Monday 3 December 2018

I demand to have some heifers

Anyone who can count knows that there are as many boys as girls on the planet. Actually there are a few [maybe 5%] more boys born in each crop; but at the other end of life there are way more grannies than grampas and male centenarians are rare old birds indeed. In many societies equality of sex-ratio is achieved when the cohort is aged in their mid-30s. It's not obvious why this 50:50 should be so, but English geneticist RA Fisher did the maths to show why a 1M:1F ratio might be driven by evolution. In species like cattle and sheep, where one male will be inseminating dozens of females, if only he can gain access, one might wonder why all the unbreeding louche batchelor bulls are produced.

In our sheep, we want ewe lambs if at all possible: they are the breeding units and replacement stock for the old ewes as they get too old for bearing. We have not always been lucky in the genetic coin toss, with more years delivering >50% rams than the other way round: 20142015.
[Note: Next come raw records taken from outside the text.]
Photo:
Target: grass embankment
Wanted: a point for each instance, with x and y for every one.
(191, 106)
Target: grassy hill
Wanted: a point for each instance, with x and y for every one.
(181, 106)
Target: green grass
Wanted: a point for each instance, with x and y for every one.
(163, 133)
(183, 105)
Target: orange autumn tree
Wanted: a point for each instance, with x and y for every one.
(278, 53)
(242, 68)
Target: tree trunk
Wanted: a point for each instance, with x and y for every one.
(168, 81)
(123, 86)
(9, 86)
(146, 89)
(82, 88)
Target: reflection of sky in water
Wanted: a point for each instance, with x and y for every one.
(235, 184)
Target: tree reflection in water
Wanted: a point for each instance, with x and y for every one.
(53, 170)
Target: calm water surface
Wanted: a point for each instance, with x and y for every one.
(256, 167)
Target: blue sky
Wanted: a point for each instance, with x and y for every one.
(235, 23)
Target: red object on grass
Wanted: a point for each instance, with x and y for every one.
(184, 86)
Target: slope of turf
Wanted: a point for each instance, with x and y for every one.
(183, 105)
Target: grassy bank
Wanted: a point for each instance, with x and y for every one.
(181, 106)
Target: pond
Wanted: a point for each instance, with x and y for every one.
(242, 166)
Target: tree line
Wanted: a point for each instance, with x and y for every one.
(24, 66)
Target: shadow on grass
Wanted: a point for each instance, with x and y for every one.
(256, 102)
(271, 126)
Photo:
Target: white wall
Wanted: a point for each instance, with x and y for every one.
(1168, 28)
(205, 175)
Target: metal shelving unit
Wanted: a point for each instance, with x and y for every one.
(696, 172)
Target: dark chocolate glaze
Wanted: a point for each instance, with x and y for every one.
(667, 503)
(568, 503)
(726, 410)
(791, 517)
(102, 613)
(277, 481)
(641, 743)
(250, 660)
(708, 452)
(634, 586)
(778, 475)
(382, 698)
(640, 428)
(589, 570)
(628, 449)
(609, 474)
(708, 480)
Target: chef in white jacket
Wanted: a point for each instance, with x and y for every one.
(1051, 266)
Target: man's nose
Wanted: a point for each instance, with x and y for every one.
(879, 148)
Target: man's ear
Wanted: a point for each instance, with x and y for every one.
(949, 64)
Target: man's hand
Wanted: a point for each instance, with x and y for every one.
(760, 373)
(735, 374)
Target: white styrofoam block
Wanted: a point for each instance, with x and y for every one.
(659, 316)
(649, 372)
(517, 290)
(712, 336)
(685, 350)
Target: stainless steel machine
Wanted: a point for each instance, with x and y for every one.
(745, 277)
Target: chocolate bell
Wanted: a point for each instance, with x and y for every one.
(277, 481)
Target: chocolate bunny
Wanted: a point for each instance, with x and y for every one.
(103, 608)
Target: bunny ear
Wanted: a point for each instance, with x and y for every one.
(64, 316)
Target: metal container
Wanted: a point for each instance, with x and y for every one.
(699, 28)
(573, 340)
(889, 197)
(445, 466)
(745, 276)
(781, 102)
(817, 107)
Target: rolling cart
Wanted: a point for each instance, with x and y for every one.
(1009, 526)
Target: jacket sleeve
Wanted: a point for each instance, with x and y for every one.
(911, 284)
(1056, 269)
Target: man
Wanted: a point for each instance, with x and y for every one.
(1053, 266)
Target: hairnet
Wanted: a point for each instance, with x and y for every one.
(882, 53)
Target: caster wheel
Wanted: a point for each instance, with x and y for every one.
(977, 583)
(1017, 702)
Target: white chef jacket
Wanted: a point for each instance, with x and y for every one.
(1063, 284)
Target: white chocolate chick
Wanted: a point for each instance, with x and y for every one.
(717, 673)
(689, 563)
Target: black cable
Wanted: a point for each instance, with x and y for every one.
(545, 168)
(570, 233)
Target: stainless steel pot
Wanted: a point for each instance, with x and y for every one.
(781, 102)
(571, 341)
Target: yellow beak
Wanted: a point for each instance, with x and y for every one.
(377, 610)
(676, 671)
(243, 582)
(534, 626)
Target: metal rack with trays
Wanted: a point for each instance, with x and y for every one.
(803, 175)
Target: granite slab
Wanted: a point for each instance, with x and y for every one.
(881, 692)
It's a bit more nuanced on the beef and dairy side. One key factor is the conception rate. Cows are pregnant for 9 months and come into estrus about every three weeks. If your bull is shooting blanks and you miss the first chance for getting your cows pregnant it gets the whole cycle out of kilter with the seasons. At least it is obvious - to the bull, if not to you and me - that the first try hasn't 'took' and the farmer has another chance to get a calf in 9 months time.
  • If you're a dairy farmer, it's the heifers which have value, they will be your breeding stock in two years time. The bull-calves are a by-product which have to be fed and watered before they can be send off to the factory for hamburger. In the mart steer calves are worth about 2/3rds heifer calves
  • If you're more in it for the beef, then the added testosterone in young males helps pile on the muscle mass.
Hey, wouldn't it be grand if you could choose the sex of your concepti? Well you can! It's called sexed-semen and the technology has been available for more than 30 years but I only heard about it on the wireless last week. I live a very sheltered life, clearly.  There's plenty of choice at Progressive Genetics; although a sire called BALLINABORTA PRIMO doesn't sound like his pregnancies will stick.
I gather that semen is 'sexed' by determining the mass of individual spermatozoa. The X chromosome is about 5% of the total genome and the Y chromosome is effectively zero [or much less than X]. Flow cytometry is a technique, widely used in immunological research, which can generate a stream of separate cells and sort them left and right as to whether they have a positive or negative charge or have absorbed more [X] or less [Y] fluorescent dye.. It's not perfect: but accuracy of 90% X or Y bearing sperm can be achieved but typically the sorting is less perfect.  Unfortunately there is a trade off: the higher you tweak the threshold for sex, the lower the actual fertility of the sperm. Imagine paying a fat premium for an AI [artificial insemination] straw almost certain to have a heifer calf and you get nothing at all for that estrus cycle. [R for method picture credit].

When you get round to deciding which bull to have a go at your cows, you're better off with data. Breeders Inc. have created an EBI [economic breeding index] which is a score in €€€s supposedly related to the added value which offspring of that bull will accrue. The EBI is based on 7 sub-indices SI : (1) Milk production, (2) Fertility, (3) Calving performance, (4) Beef Carcass (5) Cow Maintenance (6) Cow Management and (7) Health.   Health, in turn, is derived from 3 measurable adverse outcomes: lameness; somatic cell count SCC; and mastitis.  Obviously the bull himself doesn't have mastitis . . . but his daughters do (or don't); so progeny testing is an important part of the process. You could do this for human semen, but you shouldn't.